Don’t sleep on the wormup!
Don’t sleep on the wormup!
You’ll never make it out if you try.
On Long Island we saw a dead eel,
silver-blue
Stomach leaking in terror.
It looked like a sausage.
No one ever tells you life is going to be so inspiring.
Run yourself to the creek or miss
the peat fire, big for the rest of your days.
Name oblivion in so few strokes.
I’m waiting to embrace big slabs of water,
salt my skin thick.
Take whatever excuse you can
to leave yourself. I wish I knew better
what the deal “is”
~
Stealing chickens from my mom
I’m stealing chickens from my mom.
It’s not fair for her to keep them in the shed:
tawny, ginger, jump rope, plum cake.
My mom broke wild in the village
as a girl, running her aunts overtime.
She threw a chicken in the water
to see if it would float, fly or swim.
My mom, ugly as she thought, on the blistered bank,
Saw chicken come to sky.
My grandma had no chickens.
Every year she claimed a New Year’s rooster.
Every year the rooster made its escape.
The hunt through the town!
“I’m not crazy!”
Forget everything you’ve just been told.
“It was here.
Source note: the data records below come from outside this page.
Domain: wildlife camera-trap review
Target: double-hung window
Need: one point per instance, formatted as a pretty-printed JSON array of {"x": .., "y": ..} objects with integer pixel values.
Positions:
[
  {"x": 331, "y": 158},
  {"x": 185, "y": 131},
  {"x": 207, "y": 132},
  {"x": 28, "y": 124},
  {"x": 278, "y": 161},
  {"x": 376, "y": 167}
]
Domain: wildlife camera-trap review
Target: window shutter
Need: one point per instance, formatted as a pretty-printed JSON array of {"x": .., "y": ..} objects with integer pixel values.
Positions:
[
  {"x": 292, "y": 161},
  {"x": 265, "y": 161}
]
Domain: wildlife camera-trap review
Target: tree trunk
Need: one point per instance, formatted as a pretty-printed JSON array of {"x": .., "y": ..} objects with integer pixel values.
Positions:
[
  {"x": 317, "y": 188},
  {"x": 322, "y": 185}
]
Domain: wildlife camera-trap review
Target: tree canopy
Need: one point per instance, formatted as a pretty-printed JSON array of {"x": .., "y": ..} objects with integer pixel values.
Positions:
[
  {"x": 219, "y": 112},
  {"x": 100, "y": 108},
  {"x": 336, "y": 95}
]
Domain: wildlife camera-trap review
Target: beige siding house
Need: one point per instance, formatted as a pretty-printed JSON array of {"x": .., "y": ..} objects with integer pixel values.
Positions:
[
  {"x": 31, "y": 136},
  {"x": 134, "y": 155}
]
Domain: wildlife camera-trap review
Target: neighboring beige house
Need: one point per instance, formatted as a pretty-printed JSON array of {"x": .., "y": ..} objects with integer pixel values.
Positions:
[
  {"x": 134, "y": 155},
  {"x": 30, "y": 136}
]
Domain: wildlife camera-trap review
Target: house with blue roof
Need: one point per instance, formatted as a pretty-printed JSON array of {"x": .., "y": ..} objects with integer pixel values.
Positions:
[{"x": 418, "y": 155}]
The chicken was just here.”
I never saw a New Year’s rooster in my life.
I stole the chickens from my mom.
In fifty years
I’ll take them to the sea.
We’ll follow port trucks up the coast:
their feathers, bleached by sun,
me, forgetting my own face,
I will never be alone again.
~
Fish Poem
I have been carrying your
dead fish, through and through.
At night I let it rest on my chest,
I touch its ear stones, otoliths.
In the morning I drag it, collared, down the street.
I am not getting paid enough!
to pour water into the mouth of a dead fish.
It weighs nothing
so I think it will be worth it in the end.
Still I am inconsolable at the docks,
with nothing to re-animate,
My fingernails digging
under the flash-smooth scales,
I pry out your stomach,
I put it in my mouth.
~
Porky’s
I have done a lot! Or, a little.
Either way I’m going to Porky’s for dinner.
They bring everyone a pig, one entire pig.
You carve it yourself, snout to tail.
I know my own ligaments. I wear them on the outside.
I want to get so busy I can’t breathe,
Carve the pig, unsheathe the spine,
taste the veins clean.
At the end of the night I walk out
poor and pure.
~
Kathleen Ma is from a northeastern suburb of Beijing.